中村氏が「ぜひ彼のことを知ってほしい」と言う生徒がいる。小学5年生から翔和学園に通う高校生、Aくんのことだ。入所当時、知能指数測定や発達障害の診断に用いられるWISC検査で、彼は150を超える非常に高い「言語理解」指標を叩き出していた。幼少期を海外で過ごしたことから英語にも堪能で、これだけを見ればとても「優秀」な子どもに思える。
だが一方で「処理速度」は90以下と低く、言語理解力との差は70に迫っていた。Aくんを受け持つ教員の水川勝利氏は、次のように説明する。
「一般的に、いずれかの指数の差が15を超えると生きづらさを感じると言われていますから、Aくんの感じる困難さは相当だと思います。彼は物の仕組みや作り方を理解することには長けているのですが、その期待値に対し、実際に手を動かしての作業では精度が低い。これは処理速度との能力の凸凹によるものです。こうした子どもは『アンダーアチーバー』とも呼ばれ、口ばかりだと思われてしまったりやる気がないように見えたりする。Aくんもそうした周囲の評価にさらされ、人は自分の味方である、と感じられる機会が少なかったのではないかと想像しています」
通常の小学校でどんな指導を受けたのか、どんな友人関係があったのかは定かではないが、Aくんは当初、何を言っても「死ね」と答える子どもだった。そこでまず、当時の担当職員は「Aくんの好きなことならなんでもいいからやってみよう」と語りかけた。
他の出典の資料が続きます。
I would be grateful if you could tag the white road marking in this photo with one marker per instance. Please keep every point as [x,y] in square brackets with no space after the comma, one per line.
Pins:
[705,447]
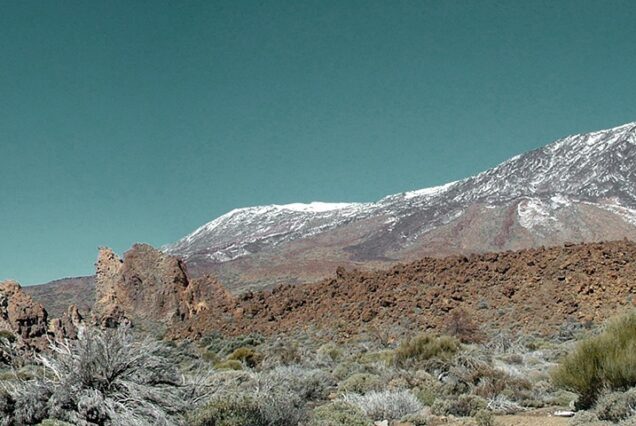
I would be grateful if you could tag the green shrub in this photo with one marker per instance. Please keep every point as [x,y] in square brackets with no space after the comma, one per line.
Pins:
[463,406]
[330,351]
[361,383]
[484,418]
[606,361]
[339,413]
[8,336]
[236,410]
[347,368]
[427,396]
[247,356]
[426,347]
[616,406]
[230,364]
[461,324]
[267,407]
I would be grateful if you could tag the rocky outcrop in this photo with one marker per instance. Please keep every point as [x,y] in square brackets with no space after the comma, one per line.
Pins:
[67,326]
[148,285]
[58,295]
[534,290]
[22,316]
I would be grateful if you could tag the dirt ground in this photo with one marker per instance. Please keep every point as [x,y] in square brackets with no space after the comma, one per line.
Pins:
[542,417]
[531,421]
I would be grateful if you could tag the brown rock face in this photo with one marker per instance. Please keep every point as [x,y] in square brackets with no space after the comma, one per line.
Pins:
[68,324]
[149,285]
[20,314]
[535,290]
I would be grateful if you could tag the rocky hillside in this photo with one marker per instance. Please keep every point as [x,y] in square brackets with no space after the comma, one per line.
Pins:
[58,295]
[536,290]
[580,188]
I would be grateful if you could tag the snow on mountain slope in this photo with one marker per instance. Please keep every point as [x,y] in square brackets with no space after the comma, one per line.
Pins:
[556,192]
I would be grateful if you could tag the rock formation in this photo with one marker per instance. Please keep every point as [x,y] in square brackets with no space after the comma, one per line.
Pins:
[67,326]
[22,316]
[533,290]
[148,285]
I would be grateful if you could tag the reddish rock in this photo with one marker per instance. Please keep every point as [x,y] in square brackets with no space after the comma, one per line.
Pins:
[148,285]
[21,315]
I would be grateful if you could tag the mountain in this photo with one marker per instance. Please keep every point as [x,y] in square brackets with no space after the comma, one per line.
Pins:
[579,188]
[529,291]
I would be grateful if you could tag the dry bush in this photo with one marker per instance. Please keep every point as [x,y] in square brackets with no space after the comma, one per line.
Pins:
[603,362]
[426,347]
[386,405]
[616,406]
[461,324]
[104,377]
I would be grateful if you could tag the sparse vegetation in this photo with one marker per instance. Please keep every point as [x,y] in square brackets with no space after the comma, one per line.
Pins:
[603,362]
[391,405]
[104,377]
[426,347]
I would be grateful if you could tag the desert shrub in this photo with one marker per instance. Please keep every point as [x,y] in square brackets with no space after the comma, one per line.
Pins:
[606,361]
[210,356]
[348,368]
[501,404]
[426,347]
[232,410]
[427,395]
[267,407]
[223,346]
[386,357]
[484,418]
[308,384]
[8,336]
[420,418]
[230,364]
[339,413]
[587,418]
[330,352]
[246,356]
[616,406]
[460,324]
[284,351]
[463,406]
[106,377]
[361,383]
[386,405]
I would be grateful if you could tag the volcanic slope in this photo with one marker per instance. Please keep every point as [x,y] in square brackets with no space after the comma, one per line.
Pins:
[531,290]
[581,188]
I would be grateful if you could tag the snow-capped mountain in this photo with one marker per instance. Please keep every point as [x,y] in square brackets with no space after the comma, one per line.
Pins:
[580,188]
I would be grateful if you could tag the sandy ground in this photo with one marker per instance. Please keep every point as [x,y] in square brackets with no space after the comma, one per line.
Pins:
[542,417]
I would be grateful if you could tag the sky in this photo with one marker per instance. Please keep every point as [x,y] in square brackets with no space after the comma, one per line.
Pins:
[124,122]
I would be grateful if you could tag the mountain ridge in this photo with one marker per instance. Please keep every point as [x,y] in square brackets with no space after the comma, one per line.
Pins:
[580,188]
[567,187]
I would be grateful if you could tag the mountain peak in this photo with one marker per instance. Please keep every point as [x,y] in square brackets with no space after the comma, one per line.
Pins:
[578,188]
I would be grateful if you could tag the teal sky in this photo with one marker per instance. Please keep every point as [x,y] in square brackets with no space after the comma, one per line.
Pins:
[127,121]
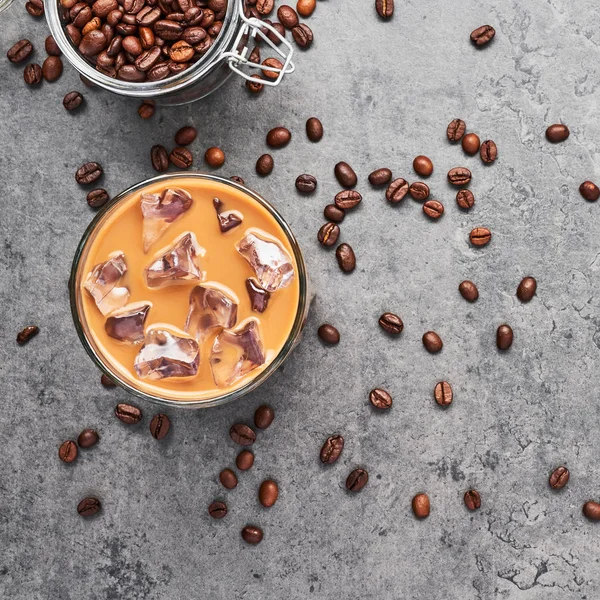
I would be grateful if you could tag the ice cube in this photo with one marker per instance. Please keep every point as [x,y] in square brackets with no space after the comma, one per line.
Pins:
[127,324]
[228,219]
[271,263]
[160,210]
[167,352]
[176,264]
[211,307]
[102,282]
[236,352]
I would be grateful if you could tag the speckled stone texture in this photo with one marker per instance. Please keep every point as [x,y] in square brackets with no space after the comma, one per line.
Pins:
[385,92]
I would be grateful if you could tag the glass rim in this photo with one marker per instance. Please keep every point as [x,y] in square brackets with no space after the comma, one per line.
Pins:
[283,353]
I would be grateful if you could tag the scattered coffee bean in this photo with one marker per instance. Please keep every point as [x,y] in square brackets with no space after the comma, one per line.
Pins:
[357,480]
[468,290]
[242,434]
[128,414]
[504,337]
[68,451]
[557,133]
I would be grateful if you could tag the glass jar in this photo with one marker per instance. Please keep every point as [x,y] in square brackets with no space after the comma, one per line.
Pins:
[87,339]
[228,54]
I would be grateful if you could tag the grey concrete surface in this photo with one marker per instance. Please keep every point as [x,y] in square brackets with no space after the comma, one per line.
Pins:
[385,92]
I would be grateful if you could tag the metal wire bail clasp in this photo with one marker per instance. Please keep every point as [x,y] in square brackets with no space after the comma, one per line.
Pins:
[250,30]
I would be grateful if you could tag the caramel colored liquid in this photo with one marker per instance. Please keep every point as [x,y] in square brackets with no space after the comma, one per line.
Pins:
[121,230]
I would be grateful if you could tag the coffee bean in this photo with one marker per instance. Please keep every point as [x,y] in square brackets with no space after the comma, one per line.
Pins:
[264,165]
[20,51]
[128,414]
[32,74]
[217,510]
[314,129]
[329,334]
[397,190]
[357,480]
[380,177]
[423,166]
[391,323]
[332,448]
[443,393]
[472,499]
[380,399]
[88,438]
[306,184]
[89,507]
[432,342]
[459,176]
[504,337]
[480,236]
[557,133]
[420,506]
[468,290]
[159,158]
[26,334]
[456,129]
[242,434]
[251,534]
[471,144]
[590,191]
[483,35]
[346,258]
[68,451]
[465,199]
[88,173]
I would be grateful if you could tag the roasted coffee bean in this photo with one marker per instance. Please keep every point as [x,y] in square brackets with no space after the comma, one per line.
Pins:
[314,129]
[480,236]
[32,74]
[420,505]
[456,129]
[443,393]
[88,173]
[357,480]
[89,507]
[590,191]
[465,199]
[217,510]
[334,213]
[459,176]
[397,190]
[432,342]
[332,448]
[557,133]
[26,334]
[504,337]
[483,35]
[68,451]
[20,51]
[128,414]
[472,499]
[468,290]
[306,184]
[88,438]
[252,534]
[159,158]
[346,258]
[380,399]
[242,434]
[268,492]
[391,323]
[329,334]
[433,209]
[419,191]
[264,165]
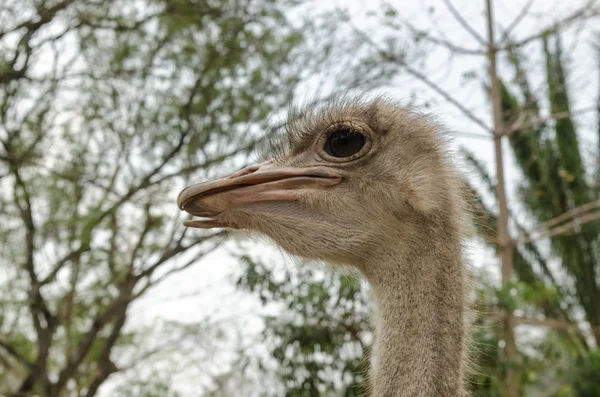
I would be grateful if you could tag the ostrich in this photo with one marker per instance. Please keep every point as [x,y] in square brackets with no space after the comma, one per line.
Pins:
[367,184]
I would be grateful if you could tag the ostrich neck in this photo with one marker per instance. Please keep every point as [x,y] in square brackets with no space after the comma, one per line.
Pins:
[421,338]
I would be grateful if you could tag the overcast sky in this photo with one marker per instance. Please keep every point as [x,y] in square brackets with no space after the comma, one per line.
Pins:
[208,285]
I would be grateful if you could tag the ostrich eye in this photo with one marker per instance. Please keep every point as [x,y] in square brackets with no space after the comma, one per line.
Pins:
[344,143]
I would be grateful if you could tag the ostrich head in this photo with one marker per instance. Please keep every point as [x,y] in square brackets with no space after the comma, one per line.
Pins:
[354,177]
[366,184]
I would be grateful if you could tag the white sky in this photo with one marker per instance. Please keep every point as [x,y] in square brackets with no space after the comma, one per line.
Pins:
[208,284]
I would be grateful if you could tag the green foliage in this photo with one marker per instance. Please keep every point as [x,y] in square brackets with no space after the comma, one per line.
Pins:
[106,109]
[320,339]
[585,378]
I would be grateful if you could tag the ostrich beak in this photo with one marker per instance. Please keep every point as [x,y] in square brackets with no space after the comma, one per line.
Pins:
[258,183]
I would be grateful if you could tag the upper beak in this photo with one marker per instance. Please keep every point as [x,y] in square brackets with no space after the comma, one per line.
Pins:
[257,183]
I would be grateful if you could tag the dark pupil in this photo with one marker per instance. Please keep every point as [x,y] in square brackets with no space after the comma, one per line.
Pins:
[344,143]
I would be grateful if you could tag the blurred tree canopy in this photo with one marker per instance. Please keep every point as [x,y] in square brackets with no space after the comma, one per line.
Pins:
[106,109]
[556,263]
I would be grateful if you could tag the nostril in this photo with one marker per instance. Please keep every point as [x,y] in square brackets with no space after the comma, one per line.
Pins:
[246,171]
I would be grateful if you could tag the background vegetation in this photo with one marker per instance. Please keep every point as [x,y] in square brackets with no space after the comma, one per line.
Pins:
[108,108]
iPadを見つめるばかりで無反応の彼に対し、3時間かけて向き合ったと言う。根負けしたのか、Aくんは「別にやりたいことはない」と言った。
彼は何に対しても消極的で「めんどくさい」「それって意味あるの」という発言も多かった。だがこれも彼の経験が言わせたことだったかもしれない。中村氏は「理解を得られずつらい思いをしてきた子どもは、自分のやりたいことすらやり切れないようになってしまう恐れがある」と言う。結局、担当職員が「力を貸してほしい」とお願いする形で、Aくんは学園の文化祭でプログラミングを担当することになった。

知識欲や好奇心を刺激して、凸凹の凸の力を伸ばす
これをきっかけに、Aくんはものづくりに関心を持って取り組むようになった。もちろん一筋縄ではいかなかったが、文字数の都合で割愛する。ともかくAくんはYouTubeの動画を見たり英語の文献を読んだりして、「イオンエンジン」など、難度の高い実験器具も積極的に作るようになった。
だがやはり制作物としてのクオリティーを上げることが難しく、自己評価も「そこそこの完成度」という表現にとどまった。「失敗したくない」「本気じゃない」といったAくんの言葉も、水川氏には歯痒く感じられた。